Jika demikian, berarti beras tersebut tidak memenuhi standar mutu yang ditetapkan Permentan Nomor 31 Tahun 2017 maupun Peraturan Badan Pangan Nasional Nomor 5 Tahun 2024 tentang Perubahan Atas Peraturan Badan Pangan Nasional Nomor 7 Tahun 2023 tentang Harga Eceran Tertinggi Beras.

"YLKI sangat menyesalkan adanya temuan tersebut, karena ini menunjukkan hak-hak konsumen diabaikan secara terang-benderang," kata Ketua Pengurus Harian YLKI, Niti Emiliana, dalam keterangannya di Jakarta, dikutip Jumat (27/6/2025).

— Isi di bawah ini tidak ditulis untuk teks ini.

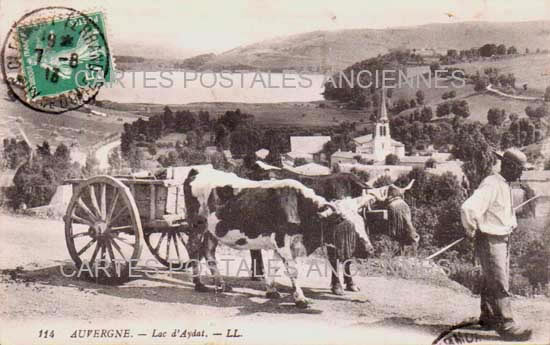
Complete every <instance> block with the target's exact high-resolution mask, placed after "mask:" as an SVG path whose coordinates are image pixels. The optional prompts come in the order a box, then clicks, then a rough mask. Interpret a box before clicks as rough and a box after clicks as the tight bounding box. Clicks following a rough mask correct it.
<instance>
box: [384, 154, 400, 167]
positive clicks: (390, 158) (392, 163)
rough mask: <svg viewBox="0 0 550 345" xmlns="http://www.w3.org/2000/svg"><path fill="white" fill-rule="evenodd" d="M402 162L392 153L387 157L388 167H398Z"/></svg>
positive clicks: (386, 162)
mask: <svg viewBox="0 0 550 345" xmlns="http://www.w3.org/2000/svg"><path fill="white" fill-rule="evenodd" d="M399 162H400V160H399V157H398V156H397V155H396V154H393V153H390V154H389V155H387V156H386V165H398V164H399Z"/></svg>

Niti melanjutkan, sehubungan dengan itu YLKI meminta kepada pemerintah untuk:

  1. Menindak tegas pelaku usaha perberasan yang nyata-nyata merugikan masyarakat konsumen hingga hampir Rp 100 triliun per tahun. Ancaman pidana menanti apabila beras yang diproduksi tidak sesuai standar. Pelaku usaha terancam melanggar Pasal 8 UU No 8 Tahun 1999 tentang Perlindungan Konsumen, dengan ancaman pidana lima tahun dan denda Rp 2 miliar.

  2. Menjaga kepercayaan konsumen terhadap kualitas beras di pasaran. Pemerintah harus menjelaskan kepada masyarakat konsumen tentang kualitas dan kuantitas komoditas beras yang dijual di pasar.

  3. Melakukan revisi UU Perlindungan Konsumen No 8/1999 atau melengkapinya dengan aturan hukum baru yang memberikan sanksi ketat terhadap komoditas esensial, termasuk bahan pangan.

  4. Memihak kepada konsumen terkait komoditas esensial. Pemerintah harus menjamin perlindungan dari penggelembungan harga di atas HET, kualitas dan kuantitas yang tidak sesuai standar, serta distribusi yang macet yang menyebabkan kelangkaan barang.

  5. Mengawasi secara ketat peredaran beras di pasar agar sesuai standar kualitas dan kuantitas. Pemerintah juga diminta tidak segan memberikan sanksi kepada pelaku usaha, termasuk me-recall beras yang tidak memenuhi standar. Pelaku usaha yang berulang kali melanggar seharusnya langsung dijatuhi sanksi tegas.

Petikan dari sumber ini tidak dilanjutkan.